Il problema della adesione o meno al piano Marshall, tenacemente avversata dal P.C.I., fu superato (dicembre 1947) con l’affermazione che non spettava ai sindacati esprimersi in proposito, ma i rapporti interni erano ormai compromessi.
Alle elezioni del 18 aprile 1948 Di Vittorio fu tra coloro che guidarono la campagna
elettorale del Fronte popolare (comunisti e socialisti): la sconfitta elettorale rafforzo i
sindacalisti cattolici (come il segretario confederale Giulio Pastore) favorevoli alla scissione sindacale.

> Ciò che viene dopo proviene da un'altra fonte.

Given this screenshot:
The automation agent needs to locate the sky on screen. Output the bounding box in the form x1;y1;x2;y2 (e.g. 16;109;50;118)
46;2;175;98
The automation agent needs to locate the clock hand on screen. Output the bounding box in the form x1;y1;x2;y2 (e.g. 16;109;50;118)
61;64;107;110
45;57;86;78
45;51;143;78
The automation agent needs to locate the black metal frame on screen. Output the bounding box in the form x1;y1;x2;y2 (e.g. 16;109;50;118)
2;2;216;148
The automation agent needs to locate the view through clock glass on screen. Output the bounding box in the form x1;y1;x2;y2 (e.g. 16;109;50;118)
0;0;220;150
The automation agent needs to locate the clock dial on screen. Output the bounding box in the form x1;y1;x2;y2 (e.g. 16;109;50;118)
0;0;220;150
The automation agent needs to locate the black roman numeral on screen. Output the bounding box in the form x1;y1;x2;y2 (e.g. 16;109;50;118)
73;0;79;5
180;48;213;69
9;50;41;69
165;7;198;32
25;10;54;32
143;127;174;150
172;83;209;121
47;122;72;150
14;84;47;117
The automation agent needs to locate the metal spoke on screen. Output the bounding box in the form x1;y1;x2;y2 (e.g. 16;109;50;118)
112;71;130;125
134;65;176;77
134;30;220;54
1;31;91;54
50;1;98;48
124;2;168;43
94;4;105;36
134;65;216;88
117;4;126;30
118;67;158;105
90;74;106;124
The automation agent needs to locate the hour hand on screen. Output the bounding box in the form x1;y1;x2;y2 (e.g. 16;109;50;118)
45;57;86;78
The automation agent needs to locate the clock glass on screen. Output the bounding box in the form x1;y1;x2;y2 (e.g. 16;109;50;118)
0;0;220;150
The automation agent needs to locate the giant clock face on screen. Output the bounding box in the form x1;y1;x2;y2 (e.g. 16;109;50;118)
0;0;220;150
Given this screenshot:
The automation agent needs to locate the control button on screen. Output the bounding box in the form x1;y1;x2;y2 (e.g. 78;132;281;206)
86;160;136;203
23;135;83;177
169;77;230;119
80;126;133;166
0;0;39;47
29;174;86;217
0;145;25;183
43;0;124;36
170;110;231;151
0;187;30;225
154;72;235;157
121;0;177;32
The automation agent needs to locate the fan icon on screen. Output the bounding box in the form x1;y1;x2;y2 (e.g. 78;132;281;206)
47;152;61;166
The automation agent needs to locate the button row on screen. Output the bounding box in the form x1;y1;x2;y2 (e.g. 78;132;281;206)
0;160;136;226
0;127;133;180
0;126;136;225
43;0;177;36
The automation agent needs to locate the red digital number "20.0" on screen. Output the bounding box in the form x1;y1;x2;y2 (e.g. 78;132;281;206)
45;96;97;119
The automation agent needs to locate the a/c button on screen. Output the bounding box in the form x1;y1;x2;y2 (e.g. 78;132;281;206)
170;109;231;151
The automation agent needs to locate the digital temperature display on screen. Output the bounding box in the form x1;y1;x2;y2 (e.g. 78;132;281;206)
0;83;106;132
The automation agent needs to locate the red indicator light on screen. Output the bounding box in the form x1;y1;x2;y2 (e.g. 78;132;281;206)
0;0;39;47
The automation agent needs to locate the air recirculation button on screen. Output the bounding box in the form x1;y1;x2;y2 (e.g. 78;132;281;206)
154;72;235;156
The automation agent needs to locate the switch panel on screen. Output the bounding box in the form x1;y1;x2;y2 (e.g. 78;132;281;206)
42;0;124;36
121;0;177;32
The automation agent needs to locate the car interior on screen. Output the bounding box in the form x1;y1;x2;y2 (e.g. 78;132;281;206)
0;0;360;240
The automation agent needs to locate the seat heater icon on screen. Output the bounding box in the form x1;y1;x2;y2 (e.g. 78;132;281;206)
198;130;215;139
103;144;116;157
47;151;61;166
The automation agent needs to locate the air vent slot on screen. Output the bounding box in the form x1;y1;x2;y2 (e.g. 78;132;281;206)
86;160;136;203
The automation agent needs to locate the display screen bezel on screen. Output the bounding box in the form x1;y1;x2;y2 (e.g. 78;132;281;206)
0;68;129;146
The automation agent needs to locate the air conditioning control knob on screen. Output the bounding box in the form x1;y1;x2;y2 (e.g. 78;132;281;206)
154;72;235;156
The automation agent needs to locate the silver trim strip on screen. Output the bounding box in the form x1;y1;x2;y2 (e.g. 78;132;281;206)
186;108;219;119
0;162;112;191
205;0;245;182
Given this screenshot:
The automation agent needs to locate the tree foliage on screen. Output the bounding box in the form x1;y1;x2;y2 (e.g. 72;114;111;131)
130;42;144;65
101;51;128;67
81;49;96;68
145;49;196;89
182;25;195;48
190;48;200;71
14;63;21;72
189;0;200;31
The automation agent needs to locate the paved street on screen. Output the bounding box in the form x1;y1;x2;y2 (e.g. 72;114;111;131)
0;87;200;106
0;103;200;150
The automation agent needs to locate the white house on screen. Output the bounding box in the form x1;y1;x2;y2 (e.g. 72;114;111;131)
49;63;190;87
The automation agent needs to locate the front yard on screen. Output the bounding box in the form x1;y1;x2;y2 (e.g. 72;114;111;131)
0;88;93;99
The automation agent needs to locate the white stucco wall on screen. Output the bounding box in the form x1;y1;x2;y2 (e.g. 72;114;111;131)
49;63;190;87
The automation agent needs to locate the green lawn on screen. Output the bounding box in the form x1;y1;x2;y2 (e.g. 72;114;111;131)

L’occasione fu lo sciopero generale proclamato dalla C.G.I.L. il 14 luglio 1948, dopo l’attentato a Togliatti: Di Vittorio incontrò il Presidente del Consiglio De Gasperi che lo convocò al Vicinale e fece tutto quanto possibile per far rientrare i moti insurrezionali che seguirono all’attentato. Fu fissata la fine dello sciopero per il mezzogiorno del 16 luglio, ma invano: la componente democristiana della C.G.I.L., con una lettera di Pastore, dichiarò di aver scelto di non partecipare alle riunioni della segreteria e rivendicò la sua piena autonomia. Nella riunione del comitato esecutivo della C.G.I.L. del 26 luglio i dirigenti sindacali democristiani furono dichiarati decaduti. Era la fine dell’unita sindacale: l’anno successivo furono costituite la C.I.S.L. e la U.I.L.
La C.G.I.L. accentuò i contatti con le organizzazioni sindacali comuniste. Nel giugno 1949 si svolse a Milano il secondo congresso della F.S.M., da cui erano uscite le organizzazioni sindacali inglesi e americane con il conseguente aumento dell’influenza sovietica: Di Vittorio fu eletto presidente della federazione, carica nella quale fu confermato nel successivo congresso di Vienna del 1953.
Crebbero le tensioni sociali: nel 1949 iniziò il movimento di occupazione delle terre da parte dei braccianti soprattutto nelle regioni meridionali, aumentò la disoccupazione, divennero più frequenti le manifestazioni, anche cruente, di piazza. Al secondo congresso della C.G.I.L. (Genova, 4 — 9 ottobre 1949) Di Vittorio lanciò l’idea di un “piano del lavoro”, fondata sulla nazionalizzazione delle imprese elettriche nella prospettiva di un forte impulso alla produzione di energia, sulla riforma agraria e su nuovi investimenti nell’edilizia pubblica e nelle infrastrutture. Il piano, centrato sulla sfiducia nel capitalismo e sull’intervento pubblico nell’economia proprio nel momento
in cui l’industria al nord iniziava a decollare, ebbe più critiche che consensi anche tra
le forze politiche progressiste per la sua astrazione rispetto alle lotte che in quel periodo operai e contadini conducevano nelle fabbriche e nelle campagne.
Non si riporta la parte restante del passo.